Bitcoin became valuable because it possesses various qualities that make it useful as a medium of exchange and a store of wealth as well. Some direct parallels can be drawn.
I think the problem is that you have some antiquated notion that only corporeal utility traits should be counted as "value" when in reality value is subjective and is whatever the collective marketplace decides on for any asset, virtual or otherwise.
I think we have fundamentally different definitions of what constitutes value and the role it plays in a commodity or currency's price.
1) To sway me to your side of the argument you will have to demonstrate how the value of Gold to be used in jewelry is fundamentally different than the value in a given utility trait of the Bitcoin network. Gold being used as jewelry and Bitcoin's ability to transfer wealth over large distances almost instantly between any 2 parties with no third party intermediary are both judged as valuable by various people. Why does one impart "value" to Gold while the other doesn't for Bitcoin?1) The best question asked to me since I registered to this board. Great! Yes Bitcoin is scarce (though possible replacement by other cryptocurrencies make less safe), divisible and so forth.

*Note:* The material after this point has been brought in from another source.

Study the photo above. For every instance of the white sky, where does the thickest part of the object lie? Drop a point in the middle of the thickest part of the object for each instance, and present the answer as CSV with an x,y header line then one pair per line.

However money has always been valuable for itself (as you seem to recognize). The reason for this is that money is one part of the transaction. If I give you something (good) I want something that is valuable in return. If you give me nothing, I must fear that nothing will eventually not be accepted for something.
Now why is gold something? As you stated it can be used for jewelry and it looks great even in bar form.
Now Bitcoin cant just cheat this requirement. You say you have identified the value of bitcoin:
" Bitcoin's
ability to transfer wealth over large distances almost instantly between any 2 parties with no third party intermediary"
The problem is that 1
BTC has no value for itself. The network however, (Bitcoin) is transferring
BTC. (I am using the signs now to differentiate between the network and 1 bitcoin).
Thus the network does not have the ability to transfer wealth as bitcoin is not wealth but nothing.
I jokingly (I hope you forgive me

) describe it like this:
"ability" of Bitcoin network: transfering nothing at a cost. I have already argued this with another bitcoiner. See below if you are interested:
You say bitcoin has value. You say I have to just read this post to understand:
1) Bitcoin has no intrinsic value, 2) the network does. Thats what everyone is missing altogether and or misrepresenting.
3) The networks value is derived from it's ability to send value across political and geographic borders, nearly instantly and dirt cheap, with minimum effort. Additionaly it enables this without the risks commonly found in traditional financial instruments and value stores. Risks like hyper-inflation, manipulation, ceisure or other meddling by governments or institutions for whatever reason.
The ability to move value is enormously valuable.
1) He agrees with me that Bitcoin has no value for itself (like for example water that quenches thirst, food to feed my children). This statement is obviously true, as I cant do anything with 1 bitcoin.
2) He says the network of miners gives bitcoin value (how? the bitcoins are not a claim on the mining equipment. I cant sell the mining equipment or take it in my possession. Again dollar bills once where a claim on gold that I could take in my possession).
3) He says "the networks value is
derived from its ability to send value instantly and dirt cheap".
Now when he refers to "sending value" he is talking about bitcoins. Because after all you are sending bitcoins. However as he has established in the first part of his first sentence "Bitcoin has no (intrinsic) value". So he is contradicting himself.
To summarize the information he gives us: 1 Bitcoin has no value (=nothing) and this
absence of value can be sent at a cost. Now how exactly is this convincing?
As I said previously: Incurring costs (energy which is something) to send nothing does not make nothing valuable. It is a waste of energy.